Le Festival du Cinéma Israélien a présenté cette année la première partie du
documentaire sorti en 2013 sur un géant aussi adulé que honni de sa
génération : Yechayahou Leibowitz.
Impossible de demeurer indifférent face à la hauteur d’âme du
« Prophète d’Israël ». Le documentaire montre quatre de ses
petits-fils, qui partent sur ses traces. L’un d’eux, filmé dans le jardin de
l’immeuble où vivait son grand-père, à Jérusalem, nous apprend que le décès de
son grand-père reste mystérieux. Un de ses cousins le rejoint, on les suit dans
le quartier où a vécu Leibowitz, on entre à leur suite dans la synagogue
Yechouroun où il priait quotidiennement, assis au 2ème rang, entouré
d’un « feu sacré » tout le long de la prière, indifférent à ce qui
l’entourait. Car Leibowitz était avant tout un croyant. Tel Maïmonide, il
servait Dieu de manière indifférente. Il n’attendait rien de Lui. Il Le servait
car il est écrit que les Juifs doivent le servir. Le verset dit qu’il faut
surmonter sa nature humaine, tel le lion, et servir Dieu. Leibowitz explique
qu’il n’est pas dans la nature humaine de servir Dieu, de se lever tous les
matins, de poser les Tefilin, mettre le Talith et prier ; c’est pourtant par
ce travail divin que l’Homme se libère de sa condition humaine. « Dieu
n’est pas une koupat ‘holim (caisse de maladie)». Leibowitz ne
demandait rien à Dieu dans ses prières. Il se contentait de prier.
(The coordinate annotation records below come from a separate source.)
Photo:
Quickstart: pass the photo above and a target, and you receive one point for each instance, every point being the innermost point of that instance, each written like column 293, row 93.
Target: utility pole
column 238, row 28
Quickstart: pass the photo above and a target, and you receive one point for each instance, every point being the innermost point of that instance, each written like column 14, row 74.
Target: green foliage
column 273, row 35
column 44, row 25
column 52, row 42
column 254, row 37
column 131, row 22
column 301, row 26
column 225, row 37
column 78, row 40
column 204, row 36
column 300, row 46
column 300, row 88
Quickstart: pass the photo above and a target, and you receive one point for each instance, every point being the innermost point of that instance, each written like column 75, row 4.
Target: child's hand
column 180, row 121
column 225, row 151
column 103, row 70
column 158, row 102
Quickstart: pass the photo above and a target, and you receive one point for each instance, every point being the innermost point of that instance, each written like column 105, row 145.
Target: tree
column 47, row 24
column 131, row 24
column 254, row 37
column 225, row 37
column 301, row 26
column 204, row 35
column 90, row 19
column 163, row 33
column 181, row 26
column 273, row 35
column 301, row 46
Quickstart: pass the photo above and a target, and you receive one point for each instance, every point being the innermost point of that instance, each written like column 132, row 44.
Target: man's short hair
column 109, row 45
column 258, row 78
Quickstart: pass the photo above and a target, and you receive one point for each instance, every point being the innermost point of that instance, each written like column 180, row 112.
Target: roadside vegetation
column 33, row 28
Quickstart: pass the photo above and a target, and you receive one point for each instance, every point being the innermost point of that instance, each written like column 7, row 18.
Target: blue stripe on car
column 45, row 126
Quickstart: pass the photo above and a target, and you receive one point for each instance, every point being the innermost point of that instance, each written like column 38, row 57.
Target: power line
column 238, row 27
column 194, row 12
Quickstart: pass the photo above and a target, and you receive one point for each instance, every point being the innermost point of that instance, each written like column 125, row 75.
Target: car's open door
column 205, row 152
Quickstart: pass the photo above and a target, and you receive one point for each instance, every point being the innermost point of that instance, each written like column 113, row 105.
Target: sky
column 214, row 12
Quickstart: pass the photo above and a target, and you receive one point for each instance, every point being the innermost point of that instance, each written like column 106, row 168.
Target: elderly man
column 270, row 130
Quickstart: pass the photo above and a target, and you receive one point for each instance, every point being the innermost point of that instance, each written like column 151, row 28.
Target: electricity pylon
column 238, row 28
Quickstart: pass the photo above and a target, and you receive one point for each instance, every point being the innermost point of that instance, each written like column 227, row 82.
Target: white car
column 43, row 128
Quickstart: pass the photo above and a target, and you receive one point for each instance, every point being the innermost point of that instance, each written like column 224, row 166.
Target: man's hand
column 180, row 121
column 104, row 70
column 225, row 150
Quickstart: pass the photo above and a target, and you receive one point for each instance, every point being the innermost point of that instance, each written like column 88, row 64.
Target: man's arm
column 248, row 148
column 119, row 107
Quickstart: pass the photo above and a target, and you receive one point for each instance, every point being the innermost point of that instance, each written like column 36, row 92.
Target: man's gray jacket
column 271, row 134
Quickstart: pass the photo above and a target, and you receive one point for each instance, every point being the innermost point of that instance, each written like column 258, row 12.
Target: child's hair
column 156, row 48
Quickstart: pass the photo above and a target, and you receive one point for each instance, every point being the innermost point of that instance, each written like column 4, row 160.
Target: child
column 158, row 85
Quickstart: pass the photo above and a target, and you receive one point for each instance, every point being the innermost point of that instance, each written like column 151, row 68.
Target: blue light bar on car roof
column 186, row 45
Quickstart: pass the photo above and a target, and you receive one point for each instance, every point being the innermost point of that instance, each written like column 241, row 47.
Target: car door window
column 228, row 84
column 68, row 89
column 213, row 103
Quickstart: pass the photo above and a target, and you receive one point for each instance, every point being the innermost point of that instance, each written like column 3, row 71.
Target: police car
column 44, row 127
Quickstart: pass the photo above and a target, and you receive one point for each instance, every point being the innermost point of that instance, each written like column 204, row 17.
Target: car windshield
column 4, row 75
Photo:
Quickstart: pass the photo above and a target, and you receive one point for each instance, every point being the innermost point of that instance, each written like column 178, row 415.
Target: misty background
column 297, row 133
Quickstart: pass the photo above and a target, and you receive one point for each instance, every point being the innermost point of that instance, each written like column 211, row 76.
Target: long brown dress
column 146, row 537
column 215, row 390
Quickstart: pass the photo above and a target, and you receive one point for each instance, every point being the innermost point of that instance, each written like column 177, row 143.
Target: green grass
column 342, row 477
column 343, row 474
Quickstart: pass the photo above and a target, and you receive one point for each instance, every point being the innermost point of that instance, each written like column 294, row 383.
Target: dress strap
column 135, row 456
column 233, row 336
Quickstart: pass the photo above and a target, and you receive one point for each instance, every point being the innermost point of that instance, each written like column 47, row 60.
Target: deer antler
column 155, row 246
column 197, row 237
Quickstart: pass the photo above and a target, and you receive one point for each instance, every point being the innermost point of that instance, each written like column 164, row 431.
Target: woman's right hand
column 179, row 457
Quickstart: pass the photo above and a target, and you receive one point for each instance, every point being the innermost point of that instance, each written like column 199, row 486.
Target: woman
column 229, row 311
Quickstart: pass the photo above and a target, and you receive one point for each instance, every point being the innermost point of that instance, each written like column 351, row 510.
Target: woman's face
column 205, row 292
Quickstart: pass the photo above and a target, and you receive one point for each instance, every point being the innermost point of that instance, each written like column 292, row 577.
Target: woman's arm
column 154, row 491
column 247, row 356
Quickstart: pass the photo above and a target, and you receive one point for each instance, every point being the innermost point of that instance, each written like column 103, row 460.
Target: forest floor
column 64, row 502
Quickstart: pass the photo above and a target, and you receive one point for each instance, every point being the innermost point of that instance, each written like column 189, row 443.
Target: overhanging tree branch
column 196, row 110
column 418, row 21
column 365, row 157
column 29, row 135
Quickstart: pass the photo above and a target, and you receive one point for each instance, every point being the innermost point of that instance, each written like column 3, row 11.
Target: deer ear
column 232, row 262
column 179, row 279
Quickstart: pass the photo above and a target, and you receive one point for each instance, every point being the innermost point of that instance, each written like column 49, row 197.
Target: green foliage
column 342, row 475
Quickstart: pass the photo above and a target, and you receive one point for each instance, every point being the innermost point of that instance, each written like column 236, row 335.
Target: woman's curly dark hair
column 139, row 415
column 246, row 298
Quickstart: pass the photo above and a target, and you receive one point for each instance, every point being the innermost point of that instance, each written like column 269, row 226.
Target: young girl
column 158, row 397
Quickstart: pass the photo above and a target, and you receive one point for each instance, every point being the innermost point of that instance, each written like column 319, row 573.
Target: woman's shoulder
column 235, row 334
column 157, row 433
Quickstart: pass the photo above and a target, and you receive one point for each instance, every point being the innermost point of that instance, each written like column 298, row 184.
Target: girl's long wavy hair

Il considérait les gens qui allaient prier au Kotel comme des
idolâtres : ce n’est pas en se rapprochant de pierres qu’on se rapproche
de Dieu. Il abominait les gens qui ne respectent pas chabat, couchent à gauche
à droite, et viennent se racheter une conduite en priant au Kotel. Absurde.
Immoral. Insupportable pour l’homme ultra moral qu’il était.
Le documentaire part à la rencontre de disciples de Leibowitz, dont le
chanteur Ehoud Banaï, qui explique sa Téchouva (retour au judaïsme) et sa
compréhension de la prière grâce à Leibowitz, qui affirmait que peu importe ce
que l’on dit, pourvu que l’on prie. Il est écrit que l’on doit prier, alors on
le fait, un point c’est tout. La liturgie n’est qu’un habillage. On peut
réciter des chiffres si ça nous chante. Un rabbin interrogé se montre sceptique
face à cette froideur de la foi leibowitzienne : s’il n’y a pas d’amour
dans la relation Homme – Dieu, à quoi bon ? Autant tout laisser tomber.
Une spécialiste de Leibowitz pointe les failles du système de pensée de
l’homme : il écrit qu’on a beau avancer dans l’étude et le service divin,
on en restera toujours au même point. Autrement dit : ce n’est pas pour
soi qu’on est croyant, ce n’est pas pour s’améliorer : c’est pour servir
Dieu.
Leibowitz et son épouse ont perdu deux fils. Interrogé par une journaliste,
il affirme que le temps n’amoindrit pas la douleur. Et qu’il n’en reste pas
moins croyant.
Le documentaire montre encore tellement de gens, d’images d’archive… il ne
fait pourtant qu’effleurer l’œuvre monumentale du plus grand penseur de son
époque, grand spécialiste de Maïmonide, docteur en philosophie, chimie,
médecine, biochimie, enseignant en neurologie, biologie, neuropsychologie,
philosophie. Penseur et croyant. Homme de foi.